问题
I would like to debate if PlayORM's virtual partitioning is the best way to partition data always, as compared to Cassandra's partitioning.
Schema:
- TimeStamp
- Device ID
- Device Name
- Device Owner
For a TimeStamp, there are 500 K rows, and for a particular Device ID, there are 10 K rows
If I want to partition on 2 columns, say TimeStamp and Device ID. I have following ways this could be done:
- Use PlayORM to 'virtual' partition on both columns, such that data for any virtual partition by any column is distributed on all nodes.
- Use Cassandra's built in partitioning support for one of the columns, and use PlayORM's approach to create 'virtual' partitioning on other columns.
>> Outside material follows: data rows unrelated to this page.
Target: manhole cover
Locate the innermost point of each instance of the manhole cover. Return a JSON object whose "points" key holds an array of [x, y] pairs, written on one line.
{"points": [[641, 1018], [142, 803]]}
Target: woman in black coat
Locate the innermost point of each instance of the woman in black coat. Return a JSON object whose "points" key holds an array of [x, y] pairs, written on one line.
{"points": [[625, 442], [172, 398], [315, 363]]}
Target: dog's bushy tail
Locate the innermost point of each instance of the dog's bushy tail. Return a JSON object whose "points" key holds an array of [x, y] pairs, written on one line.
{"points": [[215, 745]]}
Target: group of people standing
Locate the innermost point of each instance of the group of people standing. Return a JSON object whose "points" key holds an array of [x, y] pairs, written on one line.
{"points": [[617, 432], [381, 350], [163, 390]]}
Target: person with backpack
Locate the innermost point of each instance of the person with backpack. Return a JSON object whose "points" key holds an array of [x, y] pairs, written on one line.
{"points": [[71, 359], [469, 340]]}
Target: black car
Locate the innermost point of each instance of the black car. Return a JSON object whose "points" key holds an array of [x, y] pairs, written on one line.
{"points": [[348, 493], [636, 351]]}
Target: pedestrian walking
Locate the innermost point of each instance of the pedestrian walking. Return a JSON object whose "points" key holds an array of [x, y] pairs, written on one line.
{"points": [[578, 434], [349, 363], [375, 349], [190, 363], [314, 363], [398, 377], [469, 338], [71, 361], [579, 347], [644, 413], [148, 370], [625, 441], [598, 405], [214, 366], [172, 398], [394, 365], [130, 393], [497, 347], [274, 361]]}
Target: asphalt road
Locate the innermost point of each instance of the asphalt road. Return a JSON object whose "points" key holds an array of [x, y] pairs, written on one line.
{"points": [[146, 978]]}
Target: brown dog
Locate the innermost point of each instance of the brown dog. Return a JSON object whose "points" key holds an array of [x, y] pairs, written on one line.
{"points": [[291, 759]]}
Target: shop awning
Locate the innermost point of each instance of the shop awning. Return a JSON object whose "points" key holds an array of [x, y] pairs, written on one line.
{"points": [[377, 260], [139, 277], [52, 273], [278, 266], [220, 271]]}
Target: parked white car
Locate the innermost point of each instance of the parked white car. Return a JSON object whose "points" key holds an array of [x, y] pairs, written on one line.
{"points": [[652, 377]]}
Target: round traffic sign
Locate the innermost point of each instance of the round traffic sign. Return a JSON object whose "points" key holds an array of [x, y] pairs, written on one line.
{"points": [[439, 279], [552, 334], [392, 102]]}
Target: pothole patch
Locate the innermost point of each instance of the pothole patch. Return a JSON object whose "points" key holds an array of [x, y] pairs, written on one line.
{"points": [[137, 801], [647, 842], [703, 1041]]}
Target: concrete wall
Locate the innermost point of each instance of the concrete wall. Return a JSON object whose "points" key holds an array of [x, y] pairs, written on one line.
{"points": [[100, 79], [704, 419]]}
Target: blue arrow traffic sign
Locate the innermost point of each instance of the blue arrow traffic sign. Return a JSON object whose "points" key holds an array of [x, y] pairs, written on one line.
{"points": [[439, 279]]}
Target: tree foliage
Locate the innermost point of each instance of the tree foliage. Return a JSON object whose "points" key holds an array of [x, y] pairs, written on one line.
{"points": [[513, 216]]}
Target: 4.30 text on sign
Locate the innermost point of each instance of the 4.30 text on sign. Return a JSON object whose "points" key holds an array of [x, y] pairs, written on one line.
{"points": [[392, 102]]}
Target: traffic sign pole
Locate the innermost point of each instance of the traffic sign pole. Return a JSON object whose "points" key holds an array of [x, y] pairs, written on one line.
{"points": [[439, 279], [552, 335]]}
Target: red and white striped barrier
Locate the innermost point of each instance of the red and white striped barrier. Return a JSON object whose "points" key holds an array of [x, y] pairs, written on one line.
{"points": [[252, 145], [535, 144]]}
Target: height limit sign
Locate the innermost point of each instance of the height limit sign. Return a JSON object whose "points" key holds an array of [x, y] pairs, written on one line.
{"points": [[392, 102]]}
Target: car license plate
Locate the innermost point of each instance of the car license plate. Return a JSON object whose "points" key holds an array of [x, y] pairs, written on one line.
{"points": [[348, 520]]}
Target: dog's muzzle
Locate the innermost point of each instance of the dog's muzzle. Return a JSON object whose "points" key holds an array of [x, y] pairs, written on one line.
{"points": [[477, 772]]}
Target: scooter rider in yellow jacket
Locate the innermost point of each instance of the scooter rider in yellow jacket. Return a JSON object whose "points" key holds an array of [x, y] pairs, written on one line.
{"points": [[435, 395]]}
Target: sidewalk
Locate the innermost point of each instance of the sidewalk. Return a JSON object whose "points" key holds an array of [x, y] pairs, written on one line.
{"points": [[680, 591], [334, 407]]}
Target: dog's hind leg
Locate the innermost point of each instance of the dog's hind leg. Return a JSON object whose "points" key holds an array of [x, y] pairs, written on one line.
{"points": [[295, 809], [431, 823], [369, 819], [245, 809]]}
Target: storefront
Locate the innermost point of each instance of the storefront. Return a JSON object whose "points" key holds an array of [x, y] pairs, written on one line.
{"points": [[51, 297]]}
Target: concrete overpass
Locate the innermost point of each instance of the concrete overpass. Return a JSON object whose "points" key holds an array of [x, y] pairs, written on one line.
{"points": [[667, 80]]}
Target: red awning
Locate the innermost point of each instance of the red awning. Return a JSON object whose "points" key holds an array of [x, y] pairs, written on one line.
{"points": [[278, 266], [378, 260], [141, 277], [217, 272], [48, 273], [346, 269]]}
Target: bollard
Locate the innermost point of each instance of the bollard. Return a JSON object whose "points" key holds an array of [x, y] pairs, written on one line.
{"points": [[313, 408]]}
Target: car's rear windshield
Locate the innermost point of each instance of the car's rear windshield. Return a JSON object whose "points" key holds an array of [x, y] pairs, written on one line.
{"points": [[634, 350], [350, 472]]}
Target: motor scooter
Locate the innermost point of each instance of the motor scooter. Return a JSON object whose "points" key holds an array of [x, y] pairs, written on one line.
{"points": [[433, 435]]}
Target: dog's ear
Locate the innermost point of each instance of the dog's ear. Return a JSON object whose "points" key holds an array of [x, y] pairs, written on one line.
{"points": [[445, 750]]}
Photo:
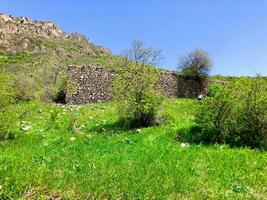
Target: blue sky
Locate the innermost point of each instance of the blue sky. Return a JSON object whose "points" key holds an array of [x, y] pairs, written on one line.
{"points": [[234, 32]]}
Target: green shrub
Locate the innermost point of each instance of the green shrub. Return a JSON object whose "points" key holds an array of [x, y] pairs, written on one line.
{"points": [[213, 115], [139, 101], [248, 125], [236, 114], [196, 64], [7, 97]]}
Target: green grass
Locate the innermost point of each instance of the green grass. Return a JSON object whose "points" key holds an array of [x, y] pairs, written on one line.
{"points": [[104, 161]]}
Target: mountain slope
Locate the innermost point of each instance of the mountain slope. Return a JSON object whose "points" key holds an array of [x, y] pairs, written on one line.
{"points": [[36, 54]]}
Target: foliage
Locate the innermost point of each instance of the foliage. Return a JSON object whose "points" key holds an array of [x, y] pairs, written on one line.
{"points": [[7, 97], [195, 64], [236, 114], [134, 87], [120, 165], [139, 53]]}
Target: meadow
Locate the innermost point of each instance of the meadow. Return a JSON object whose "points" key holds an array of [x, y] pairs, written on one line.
{"points": [[79, 152]]}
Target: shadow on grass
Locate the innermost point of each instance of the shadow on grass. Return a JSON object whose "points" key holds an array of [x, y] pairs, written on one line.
{"points": [[197, 135], [113, 128], [123, 126]]}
If 'Device ID' was partitioned the 'Cassandra' way, then all the records for a particular 'Device ID' will be stored in disk at contiguous location, and one could carry on with virtual partitioning approach for 'TimeStamp' as playorm does. The reason I may prefer this over PlayORM's approach is that with Cassandra's partition approach, all records of a particular Device ID can be fetched fast if they are in physically contiguous locations on disk, since they are less in numbers (10K only). This may be better than PlayORM's all out approach to distribute records for all partition evenly on nodes, since then the data would be randomly distributed on disk, resulting in many disk seeks, and obviously that would slow things down. So even though in PlayORM's approach, we are doing divide and conquer kind of solution by dividing the rows among nodes in cluster, the speedup due to divide and conquer may be offset by high disk seeks because rows could be randomly scattered all over the node (as against Cassandra's partition, where it would be all together).
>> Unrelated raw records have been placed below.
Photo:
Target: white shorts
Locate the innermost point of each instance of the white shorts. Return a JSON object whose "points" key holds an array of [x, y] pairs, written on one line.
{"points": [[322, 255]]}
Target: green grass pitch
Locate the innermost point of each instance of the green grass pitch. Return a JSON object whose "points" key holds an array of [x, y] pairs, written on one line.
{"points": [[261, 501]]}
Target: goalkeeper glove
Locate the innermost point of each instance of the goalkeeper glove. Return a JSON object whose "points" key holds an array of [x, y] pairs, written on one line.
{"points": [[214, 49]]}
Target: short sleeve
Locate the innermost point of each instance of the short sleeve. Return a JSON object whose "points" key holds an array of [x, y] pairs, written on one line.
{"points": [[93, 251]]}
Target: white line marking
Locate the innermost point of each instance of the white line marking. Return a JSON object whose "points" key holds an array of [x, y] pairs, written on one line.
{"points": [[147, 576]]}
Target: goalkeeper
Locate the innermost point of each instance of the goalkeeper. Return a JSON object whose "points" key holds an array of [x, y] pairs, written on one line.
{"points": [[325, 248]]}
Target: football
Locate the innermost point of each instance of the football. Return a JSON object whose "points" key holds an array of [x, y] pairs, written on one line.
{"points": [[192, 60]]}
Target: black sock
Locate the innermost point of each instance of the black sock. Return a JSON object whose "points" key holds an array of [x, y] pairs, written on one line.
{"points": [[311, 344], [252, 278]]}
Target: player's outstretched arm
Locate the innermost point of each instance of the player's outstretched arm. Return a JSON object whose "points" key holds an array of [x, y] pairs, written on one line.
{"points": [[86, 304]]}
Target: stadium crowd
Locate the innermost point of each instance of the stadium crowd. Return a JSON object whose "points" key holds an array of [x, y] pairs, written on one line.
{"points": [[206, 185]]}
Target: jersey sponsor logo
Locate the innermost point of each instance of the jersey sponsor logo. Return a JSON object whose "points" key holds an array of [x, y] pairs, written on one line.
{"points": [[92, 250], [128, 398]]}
Does the above seem to be a valid point, or is there some fault in my understanding?
回答1:
That could potentially be true, but you are also assuming on one cassandra node there will not be many seeks as well due to all the compactions that can occur. Compactions are constantly occuring in cassandra with SizeTiered or Leveled compactions. The best thing may be to just write an actual test case testing both scenarios. Sometimes taking a couple days to really test out theories can payoff big in the end. To really test this well, you may want a 6 node cluster if reads are set to QUOROM(ie. 2 nodes hit for each read). If you have 3 nodes with RF=3, you may see equal performance.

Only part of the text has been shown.